Published 2018-01-04

This post is also available in Swedish

Recycling with global potential

Blend Re:wind, a process developed in Mistra Future Fashion, means that it is now both economically viable and practicable to recycle textile materials composed of both cotton and polyester. The method is deemed to have great potential on the global market.

Recycling textile materials comprising both cotton and polyester is troublesome. Now Mistra Future Fashion is launching the Blend Re:wind process, which means that it will soon be both economically worthwhile and practicable to recycle textile materials made of a blend of cotton and polyester.

Ever since Mistra Future Fashion started six years ago, better textile recycling systems have been a primary objective. To succeed, both methods of sorting end-of-life textiles, and processes of recycling various types of fibres are needed.

Today, there are several systems and solutions on the market. The disadvantage of most of these is that they are resource-intensive while causing heavy wear on the fibres to be reused.

‘When Mistra Future Fashion started, we began working with cotton. But after a few years we chose to switch to more complex materials, not least because we saw that textiles containing cotton and polyester are becoming more common,’ says Hanna de la Motte, who is responsible for developing recycling solutions in Mistra Future Fashion.

Why the combination of cotton and polyester has become so interesting is because the material is getting more robust, which is good in terms of sustainability and resources. At the same time, the polyester helps to speed up the drying of textiles after washing, which reduces energy use.
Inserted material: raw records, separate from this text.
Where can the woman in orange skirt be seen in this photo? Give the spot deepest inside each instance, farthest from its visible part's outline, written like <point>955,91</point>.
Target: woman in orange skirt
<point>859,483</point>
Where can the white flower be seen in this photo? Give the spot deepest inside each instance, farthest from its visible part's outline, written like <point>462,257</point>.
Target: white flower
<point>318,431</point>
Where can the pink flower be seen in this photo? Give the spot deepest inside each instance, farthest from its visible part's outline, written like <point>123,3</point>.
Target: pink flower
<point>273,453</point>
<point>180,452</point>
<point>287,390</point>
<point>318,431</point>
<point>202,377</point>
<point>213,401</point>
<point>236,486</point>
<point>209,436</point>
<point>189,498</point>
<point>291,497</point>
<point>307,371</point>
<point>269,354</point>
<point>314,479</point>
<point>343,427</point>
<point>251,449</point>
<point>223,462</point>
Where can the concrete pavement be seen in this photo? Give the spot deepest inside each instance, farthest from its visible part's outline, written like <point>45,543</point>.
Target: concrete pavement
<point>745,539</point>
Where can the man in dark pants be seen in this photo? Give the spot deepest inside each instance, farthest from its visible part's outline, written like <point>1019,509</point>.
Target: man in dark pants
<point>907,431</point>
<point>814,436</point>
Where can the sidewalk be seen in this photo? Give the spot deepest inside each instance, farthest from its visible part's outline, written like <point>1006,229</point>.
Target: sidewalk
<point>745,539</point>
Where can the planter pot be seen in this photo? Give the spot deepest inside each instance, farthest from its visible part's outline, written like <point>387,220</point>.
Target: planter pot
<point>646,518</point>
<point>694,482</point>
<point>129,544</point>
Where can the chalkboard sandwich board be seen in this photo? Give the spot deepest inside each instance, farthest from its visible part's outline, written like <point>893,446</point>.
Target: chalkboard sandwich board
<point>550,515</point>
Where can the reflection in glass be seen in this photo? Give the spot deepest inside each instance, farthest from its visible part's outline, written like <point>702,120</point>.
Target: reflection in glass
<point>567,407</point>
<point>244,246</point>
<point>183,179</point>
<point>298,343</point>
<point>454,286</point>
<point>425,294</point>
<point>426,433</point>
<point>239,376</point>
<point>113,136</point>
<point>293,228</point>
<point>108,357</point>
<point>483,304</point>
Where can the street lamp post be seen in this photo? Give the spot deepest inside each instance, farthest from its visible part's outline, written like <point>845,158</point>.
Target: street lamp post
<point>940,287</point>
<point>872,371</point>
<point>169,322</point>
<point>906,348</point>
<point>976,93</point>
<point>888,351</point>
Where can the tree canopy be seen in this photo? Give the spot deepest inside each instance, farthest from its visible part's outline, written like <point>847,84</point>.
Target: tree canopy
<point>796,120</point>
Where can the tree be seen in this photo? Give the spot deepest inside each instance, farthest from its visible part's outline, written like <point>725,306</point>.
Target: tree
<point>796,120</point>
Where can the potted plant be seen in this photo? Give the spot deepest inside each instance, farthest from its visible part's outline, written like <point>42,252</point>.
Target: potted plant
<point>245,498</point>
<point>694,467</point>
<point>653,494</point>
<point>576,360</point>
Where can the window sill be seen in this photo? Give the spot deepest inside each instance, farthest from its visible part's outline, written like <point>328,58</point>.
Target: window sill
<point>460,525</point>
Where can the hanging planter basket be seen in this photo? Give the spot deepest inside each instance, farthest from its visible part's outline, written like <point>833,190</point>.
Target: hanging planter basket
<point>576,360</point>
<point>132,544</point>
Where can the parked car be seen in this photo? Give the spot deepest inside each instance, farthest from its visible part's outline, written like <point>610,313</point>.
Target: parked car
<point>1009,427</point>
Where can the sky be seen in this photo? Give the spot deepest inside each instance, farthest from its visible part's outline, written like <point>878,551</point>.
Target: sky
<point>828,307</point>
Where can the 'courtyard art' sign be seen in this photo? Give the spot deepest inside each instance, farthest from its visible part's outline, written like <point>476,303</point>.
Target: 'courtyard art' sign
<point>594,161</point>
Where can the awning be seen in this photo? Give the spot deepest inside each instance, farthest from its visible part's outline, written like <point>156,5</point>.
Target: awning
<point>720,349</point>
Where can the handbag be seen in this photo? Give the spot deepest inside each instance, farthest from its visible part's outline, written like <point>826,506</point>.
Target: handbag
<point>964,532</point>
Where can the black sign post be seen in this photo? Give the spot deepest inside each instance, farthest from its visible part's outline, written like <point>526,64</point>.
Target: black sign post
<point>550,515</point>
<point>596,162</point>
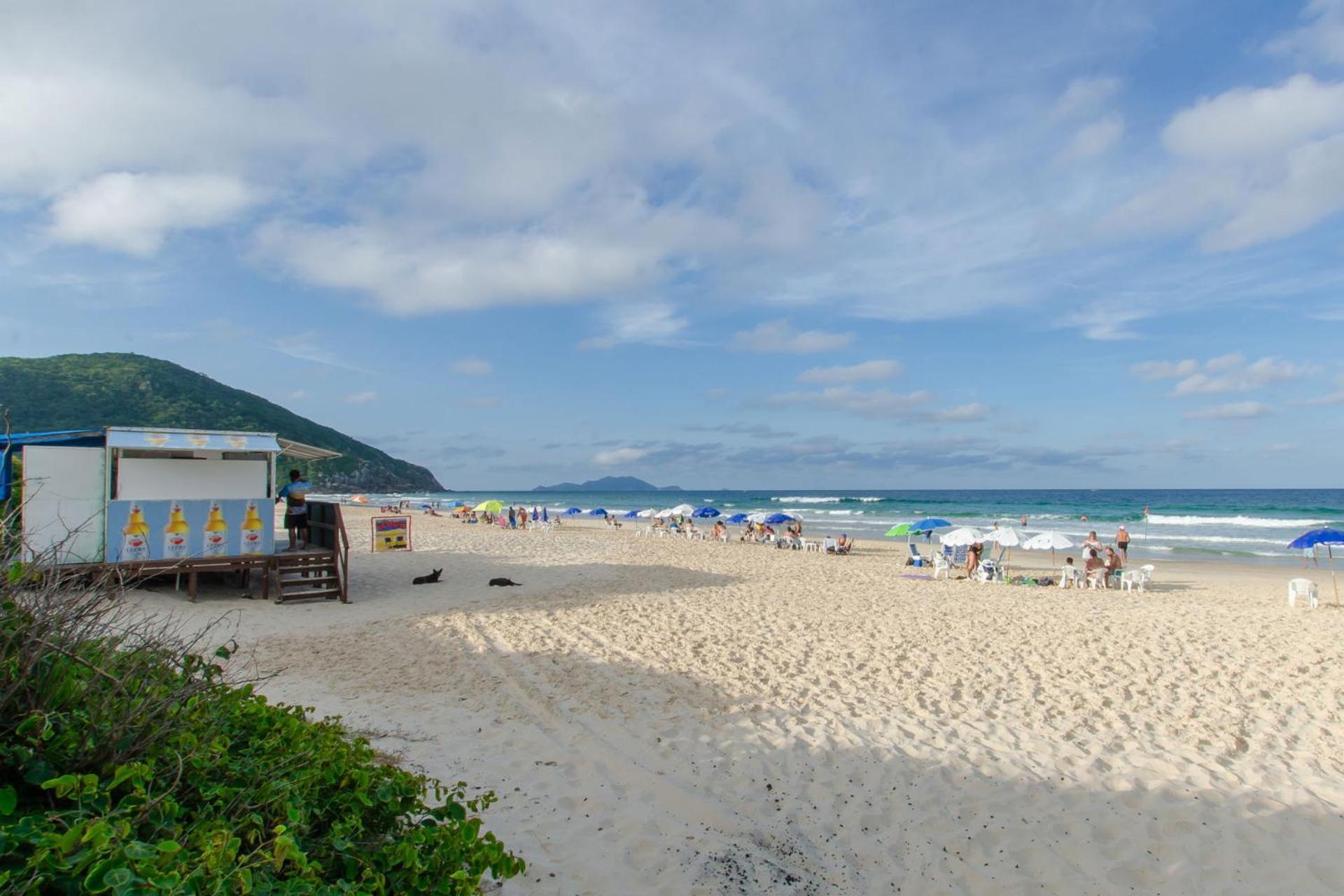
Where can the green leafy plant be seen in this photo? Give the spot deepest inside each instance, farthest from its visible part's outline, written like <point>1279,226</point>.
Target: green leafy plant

The process of separating cotton from polyester that the researchers in Mistra Future Fashion have developed has been named Blend Re:wind. Using simple basic chemicals, it is now possible to remove the cotton component in the form of a high-quality viscose filament. The polyester contained in the material comes out in two separate streams, which can then be easily reconstituted as a new, adequate raw material.

‘We’ve worked hard to improve the quality of the regenerated fibre, and we believe we’ve managed well. The fact that the cotton going into the process can’t become new cotton isn’t a problem or anything we’d expected to succeed with. The fibres we extract can, instead, be used to produce viscose and lyocell. And those aren’t bad alternatives at all, not least because we have industrial means of manufacturing these materials in Sweden.’

The technology exists. So far it only works on a laboratory scale, but intensive work is being done to upscale the method.

‘Going from lab to a large scale is costly, so that’s the biggest challenge right now. One advantage of our method is that it enables the process to be integrated into existing industry, which improves the prospects of it being put to practical use.’

One question yet to be answered is how many times a textile material can be recycled before the fibre quality becomes too poor.

‘The strength of Mistra Future Fashion is that we look at the entire value chain and have all the key operators in the field in our consortium. It means that we can work in parallel with methods for recycling textile fibres and systems for sorting different materials more efficiently,’ de la Motte says.

The idea is that, in the long term, to commercialise Blend Re:wind; and the assessment is that the method has the potential to succeed in the global market. But initially, it is textile materials recovered from the service sector that will be recycled. The advantage of starting there is the input material is easily controllable.

When systems for sorting mixed textiles become more efficient, it will be possible to recycle the eight kilos of textiles that the average Swede bins each year.

Facts about textiles

Swedes buy an average of 50 garments a year. Whether that is a lot or not is hard to say; our individual needs are, after all, very different. What we know, however, is that the clothes we carry home from the shops have affected the environment in one way or another. For fashion to become more sustainable, the entire chain needs to be changed, so that consumers wear the garments longer and recycle as much as possible.

Some of the most common textiles are listed below.

Cotton is one of the most common and also one of the worst materials in environmental terms, not least because it is a water-consuming crop that is often grown in dry areas. In addition, a quarter of the world’s pesticides are used for cotton cultivation. Recycled cotton cannot become cotton again. However, it is possible to make viscose out of worn cotton fibres.

Polyester, unlike cotton, has no direct impact on the land surface and requires no pesticides. Polyester also requires fewer chemicals when it is dyed. The downside is that it is made of crude oil — a resource both finite and environmentally harmful. But polyester can also be produced from recycled plastic. Thus, the material can both benefit and harm the environment.

Blend materials of cotton and polyester have become increasingly common, not least because the mixing makes textiles stronger and speeds up their drying after washing — desirable characteristics, since they help to extend the life of textiles while reducing energy use.

Viscose, which is made of cellulose, is an excellent and useful material. It has had a somewhat tarnished reputation because converting cellulose into a textile fibre has required large amounts of chemicals. New and more environment-friendly methods have boosted interest in viscose. One good way of making it, for example, is to use recycled cotton.

Lyocell is a cellulose-based textile material with a marked silken feel. Just like viscose, it can be produced from recycled cotton fibres. The advantage of lyocell is that its fibres can be which in turn makes the material durable. Like viscose, lyocell is now manufactured in closed systems, which makes the process environment-friendly.